Quelques pays ont introduit ces dernières années dans leur législation un droit à un « congé menstruel », notamment en Asie, mais à l’heure actuelle, aucun pays européen ne l’a fait. En France, quelques rares entreprises autorisent bien leurs salariées à arrêter le travail lors de leurs règles, mais le « congé menstruel » ne figure ni dans la loi ni dans les conventions collectives.
L’Espagne ferait donc de nouveau figure de pionnier en Europe en matière de droits des femmes. Mais le débat est vif, car si l’aile gauche du gouvernement pousse en ce sens, certains ministres socialistes sont réticents, de crainte qu’une telle mesure, en raison de son coût élevé, ne soit en fait contre-productive, en « stigmatisant » les femmes et en aboutissant paradoxalement à privilégier le recrutement de salariés masculins.

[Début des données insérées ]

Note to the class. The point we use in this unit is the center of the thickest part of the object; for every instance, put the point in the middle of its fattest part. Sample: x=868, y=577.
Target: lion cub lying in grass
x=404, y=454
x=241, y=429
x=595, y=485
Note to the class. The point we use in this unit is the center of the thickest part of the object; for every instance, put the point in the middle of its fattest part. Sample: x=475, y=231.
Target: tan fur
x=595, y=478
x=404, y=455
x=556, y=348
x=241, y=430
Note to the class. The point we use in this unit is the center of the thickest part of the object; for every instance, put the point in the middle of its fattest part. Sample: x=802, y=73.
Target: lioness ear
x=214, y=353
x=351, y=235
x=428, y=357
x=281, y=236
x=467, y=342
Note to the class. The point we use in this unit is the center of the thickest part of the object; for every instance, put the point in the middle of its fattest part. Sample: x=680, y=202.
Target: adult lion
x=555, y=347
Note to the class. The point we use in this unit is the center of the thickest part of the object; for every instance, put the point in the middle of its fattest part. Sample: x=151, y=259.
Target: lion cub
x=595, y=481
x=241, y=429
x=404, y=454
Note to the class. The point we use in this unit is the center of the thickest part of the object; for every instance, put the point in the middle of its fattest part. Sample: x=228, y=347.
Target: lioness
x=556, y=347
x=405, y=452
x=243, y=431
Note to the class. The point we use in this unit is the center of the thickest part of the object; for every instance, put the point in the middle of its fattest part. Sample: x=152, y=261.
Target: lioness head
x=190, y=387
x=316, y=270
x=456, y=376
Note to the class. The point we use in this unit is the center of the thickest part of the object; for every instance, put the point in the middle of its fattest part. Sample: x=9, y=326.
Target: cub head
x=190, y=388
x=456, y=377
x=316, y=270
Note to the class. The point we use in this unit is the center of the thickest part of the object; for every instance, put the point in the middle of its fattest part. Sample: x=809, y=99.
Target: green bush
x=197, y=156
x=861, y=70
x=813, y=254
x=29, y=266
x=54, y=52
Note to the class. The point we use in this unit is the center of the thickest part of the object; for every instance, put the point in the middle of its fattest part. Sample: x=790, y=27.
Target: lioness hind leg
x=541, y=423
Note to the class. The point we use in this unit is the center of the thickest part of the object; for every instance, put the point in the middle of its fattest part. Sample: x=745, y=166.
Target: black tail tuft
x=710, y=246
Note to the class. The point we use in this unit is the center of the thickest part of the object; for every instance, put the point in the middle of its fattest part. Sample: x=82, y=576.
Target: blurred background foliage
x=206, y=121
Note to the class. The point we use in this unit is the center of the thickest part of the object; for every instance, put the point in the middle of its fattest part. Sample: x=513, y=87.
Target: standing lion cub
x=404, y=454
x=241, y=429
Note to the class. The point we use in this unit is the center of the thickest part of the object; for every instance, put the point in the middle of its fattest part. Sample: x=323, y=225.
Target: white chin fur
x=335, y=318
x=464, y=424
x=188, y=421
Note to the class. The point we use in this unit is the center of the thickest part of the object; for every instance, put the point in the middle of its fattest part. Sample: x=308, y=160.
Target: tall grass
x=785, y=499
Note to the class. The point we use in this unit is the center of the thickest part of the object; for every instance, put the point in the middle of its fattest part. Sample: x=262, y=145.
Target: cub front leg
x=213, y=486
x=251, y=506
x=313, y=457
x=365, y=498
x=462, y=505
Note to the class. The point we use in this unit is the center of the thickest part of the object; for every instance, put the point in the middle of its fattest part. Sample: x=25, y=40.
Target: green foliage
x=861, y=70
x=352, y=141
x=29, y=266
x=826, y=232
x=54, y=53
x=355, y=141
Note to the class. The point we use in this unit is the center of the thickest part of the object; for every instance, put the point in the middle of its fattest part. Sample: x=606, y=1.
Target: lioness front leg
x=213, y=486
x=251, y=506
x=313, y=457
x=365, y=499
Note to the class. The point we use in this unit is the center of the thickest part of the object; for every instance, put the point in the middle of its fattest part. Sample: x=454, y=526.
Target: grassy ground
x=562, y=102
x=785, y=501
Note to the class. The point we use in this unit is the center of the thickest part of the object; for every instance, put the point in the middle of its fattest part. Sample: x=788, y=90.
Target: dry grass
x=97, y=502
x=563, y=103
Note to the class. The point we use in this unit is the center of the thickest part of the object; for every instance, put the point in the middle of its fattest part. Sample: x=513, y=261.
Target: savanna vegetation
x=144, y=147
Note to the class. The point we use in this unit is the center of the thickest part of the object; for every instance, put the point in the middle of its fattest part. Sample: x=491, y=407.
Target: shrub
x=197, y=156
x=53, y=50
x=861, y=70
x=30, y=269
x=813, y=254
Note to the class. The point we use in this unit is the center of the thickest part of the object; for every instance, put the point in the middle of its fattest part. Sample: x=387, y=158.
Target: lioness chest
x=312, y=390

La mise en place d’un « congé menstruel » ferait figure de mesure phare de ce projet de loi, mais ne serait pas la seule.
Le ministère de l’Égalité voudrait ainsi inclure la suppression totale de la TVA pour les produits d’hygiène féminine. Le texte prévoit également de renforcer l’accès à l’interruption volontaire de grossesse (IVG) dans les hôpitaux publics et de permettre aux mineures d’avorter sans l’autorisation de leurs parents dès 16 ans.
L’avortement en Espagne a été dépénalisé en 1985, puis légalisé en 2010, mais l’interruption de grossesse reste un droit semé d’embûches dans ce pays à forte tradition catholique, où l’objection de conscience des médecins est massive et où les mouvements anti-IVG sont très actifs.